It was for The Spectator that Tamas wrote what Buruma calls “the best, most concise expression I know of a timeless Anglophilia.” It is worth quoting:
How to be a gentleman after 40 years of socialism? I recall the tweed-clad (Dunn & Co, 1926) and trembling elbow of Count Erno de Teleki (MA Cantab, 1927) in a pool of yoghurt in the Lacto-Bar, Jokai (Napoca) Street, Kolozsvar (Cluj), Transylvania, Rumania, 1973. His silver stubble, frayed and greasy tie, Albanian cigarette, implausible causerie. The smell of buttermilk and pickled green peppers. A drunk peasant being quietly sick on the floor. This was the first time I saw a tweed jacket.

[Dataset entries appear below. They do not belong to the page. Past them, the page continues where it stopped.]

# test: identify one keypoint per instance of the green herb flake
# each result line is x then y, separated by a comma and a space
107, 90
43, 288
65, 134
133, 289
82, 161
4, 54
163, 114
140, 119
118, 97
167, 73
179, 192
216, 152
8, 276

Ian Buruma, fortunately, has a view of England which goes much deeper and wider than tweed jackets. He was brought up in Holland, child of a Dutch father and a British mother whose family were themselves German Jews who had immigrated in the late nineteenth century. His book, a learned and wonderfully well written set of historical profiles and personal reflections, approaches the enigma of Englishness by sampling the varieties of enthusiasm—and sometimes of disillusion and revulsion—which foreigners have felt for this country. And Ian Buruma has felt most of these moods too. As a child, visiting his grandparents in their comfortable house in the English countryside, he was converted to “the absolute superiority of life in England.” But now, after many years spent living and bringing up his own family in London, he is less sure. The complacency that once seemed both elegant and justified now grates on him; the rituals of Englishness have grown empty. At the end of a chapter about “Schooldays,” he describes himself picking up his daughter, neat in her little uniform, from a North London private school which was founded only a few years ago in order to offer “traditional English education.” He attends the same venerable school play, and then rises to sing the same venerable hymns. But “I felt more like an outsider in a society that manages, generation after generation, to mimic itself.” This is a book that darkens as it goes on.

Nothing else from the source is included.